Mrs. Dillingham made no reply, but stood and watched the boys, as they ran up and down the steps in play, with a smile of sympathy upon her face, and genuine admiration of the graceful motions and handsome face and figure of the lad of whom Mr. Belcher had been talking. Her curiosity was piqued, her love of intrigue was appealed to, and she determined to do, at the first convenient opportunity, what Mr. Belcher desired her to do.
Then Mrs. Belcher returned, and the evening, like the afternoon, was devoted to the reception of guests, and when, at last, the clock struck eleven, and Mrs. Dillingham stood bonneted and shawled ready to go home in the carriage that waited at the door, Mrs. Belcher kissed her, while Mr. Belcher looked on in triumph.
"Now, Sarah, haven't we had a nice day?" said he.
"Very pleasant, indeed."
"And haven't I behaved well? Upon my word, I believe I shall have to stand treat to my own abstinence, before I go to bed."
"Yes, you've been wonderfully good," remarked his wife.
"Men are such angels!" said Mrs. Dillingham.
Then Mr. Belcher put on his hat and overcoat, led Mrs. Dillingham to her carriage, got in after her, slammed the door, and drove away.

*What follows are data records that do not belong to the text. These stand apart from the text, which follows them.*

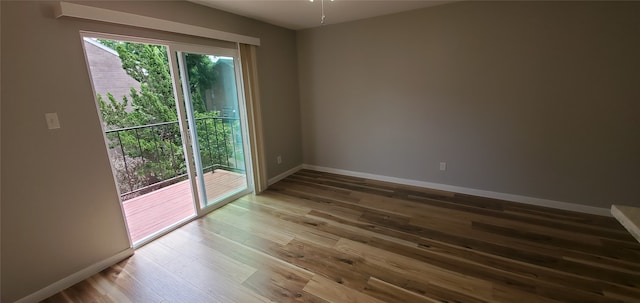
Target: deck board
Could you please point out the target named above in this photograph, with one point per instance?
(155, 211)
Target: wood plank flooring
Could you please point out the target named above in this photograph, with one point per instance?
(319, 237)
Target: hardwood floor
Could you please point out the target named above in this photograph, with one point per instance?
(318, 237)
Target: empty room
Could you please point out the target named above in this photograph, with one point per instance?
(320, 151)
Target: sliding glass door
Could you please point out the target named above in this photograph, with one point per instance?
(215, 117)
(174, 126)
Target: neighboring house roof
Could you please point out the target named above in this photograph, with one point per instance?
(106, 71)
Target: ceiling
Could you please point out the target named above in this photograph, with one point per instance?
(301, 14)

No sooner were they in the carriage than Mrs. Dillingham went to talking about the little boy, in the most furious manner. Poor Mr.
Belcher could not divert her, could not induce her to change the subject, could not get in a word edgewise, could not put forward a single apology for the kiss he intended to win, did not win his kiss at all. The little journey was ended, the carriage door thrown open by her own hand, and she was out without his help.

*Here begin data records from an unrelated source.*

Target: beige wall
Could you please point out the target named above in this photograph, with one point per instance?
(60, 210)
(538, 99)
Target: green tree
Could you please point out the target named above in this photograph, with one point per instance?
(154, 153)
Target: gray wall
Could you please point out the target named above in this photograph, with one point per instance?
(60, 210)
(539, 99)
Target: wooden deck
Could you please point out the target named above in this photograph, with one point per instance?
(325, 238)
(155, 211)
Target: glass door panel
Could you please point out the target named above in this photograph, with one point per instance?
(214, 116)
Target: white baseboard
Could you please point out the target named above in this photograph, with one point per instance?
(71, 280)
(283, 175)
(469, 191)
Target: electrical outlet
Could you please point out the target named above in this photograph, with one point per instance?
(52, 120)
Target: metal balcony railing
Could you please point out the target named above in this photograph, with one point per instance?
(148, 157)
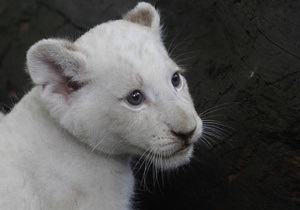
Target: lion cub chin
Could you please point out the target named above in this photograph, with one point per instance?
(111, 94)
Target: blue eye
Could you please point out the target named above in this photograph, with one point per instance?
(135, 98)
(176, 79)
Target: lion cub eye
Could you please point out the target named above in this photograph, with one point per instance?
(135, 98)
(176, 81)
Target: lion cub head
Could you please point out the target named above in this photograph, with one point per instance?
(117, 90)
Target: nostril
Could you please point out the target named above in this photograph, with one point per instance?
(184, 135)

"Good-night; don't get out," and she flew up the steps and rang the bell.
Mr. Belcher ordered the coachman to drive him home, and then sank back on his seat, and crowding his lips together, and compressing his disappointment into his familiar expletive, he rode back to his house as rigid in every muscle as if he had been frozen.
"Is there any such thing as a virtuous devil, I wonder," he muttered to himself, as he mounted his steps. "I doubt it; I doubt it."

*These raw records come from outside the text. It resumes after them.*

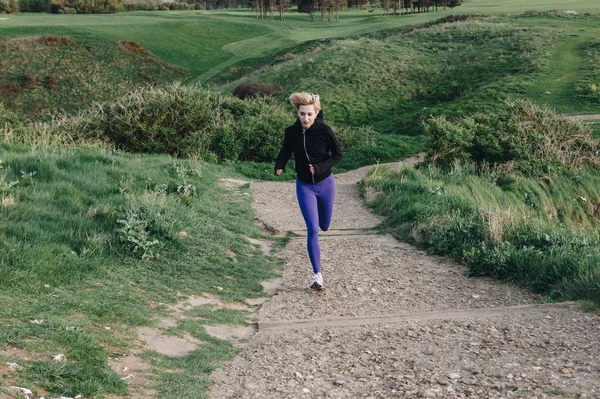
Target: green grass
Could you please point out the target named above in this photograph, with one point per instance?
(524, 230)
(596, 129)
(43, 78)
(571, 71)
(392, 82)
(66, 259)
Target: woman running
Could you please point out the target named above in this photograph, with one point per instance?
(316, 151)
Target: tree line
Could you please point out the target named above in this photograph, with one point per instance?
(265, 9)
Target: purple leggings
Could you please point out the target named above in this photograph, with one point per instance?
(316, 204)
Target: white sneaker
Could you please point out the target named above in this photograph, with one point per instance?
(317, 282)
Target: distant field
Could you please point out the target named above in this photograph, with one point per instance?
(52, 74)
(207, 42)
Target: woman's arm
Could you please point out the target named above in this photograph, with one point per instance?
(336, 153)
(285, 153)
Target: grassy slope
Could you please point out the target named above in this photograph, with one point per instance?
(567, 63)
(396, 80)
(67, 77)
(62, 260)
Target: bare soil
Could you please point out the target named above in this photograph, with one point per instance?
(396, 322)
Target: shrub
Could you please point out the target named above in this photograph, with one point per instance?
(190, 121)
(50, 82)
(523, 136)
(54, 40)
(132, 47)
(28, 81)
(7, 117)
(249, 90)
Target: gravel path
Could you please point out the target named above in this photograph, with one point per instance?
(442, 342)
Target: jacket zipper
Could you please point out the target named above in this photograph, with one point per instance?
(306, 152)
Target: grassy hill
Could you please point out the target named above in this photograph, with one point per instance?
(43, 76)
(392, 80)
(95, 242)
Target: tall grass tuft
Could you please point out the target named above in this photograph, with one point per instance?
(522, 136)
(541, 236)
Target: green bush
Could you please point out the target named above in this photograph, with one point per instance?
(530, 139)
(7, 117)
(538, 233)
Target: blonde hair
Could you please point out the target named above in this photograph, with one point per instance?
(304, 98)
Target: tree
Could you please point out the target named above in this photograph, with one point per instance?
(283, 6)
(307, 6)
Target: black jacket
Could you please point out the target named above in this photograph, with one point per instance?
(317, 146)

The next day was icy. Men went slipping along upon the side-walks as carefully as if they were trying to follow a guide through the galleries of Versailles. And in the afternoon a beautiful woman called a boy to her, and begged him to give her his shoulder and help her home. The request was so sweetly made, she expressed her obligations so courteously, she smiled upon him so beautifully, she praised him so ingenuously, she shook his hand at parting so heartily; that he went home all aglow from his heart to his finger's ends.
Mrs. Dillingham had made Harry Benedict's acquaintance, which she managed to keep alive by bows in the street and bows from the window,--managed to keep alive until the lad wors.h.i.+ped her as a sort of divinity and, to win her smiling recognition, would go out of his way a dozen blocks on any errand about the city.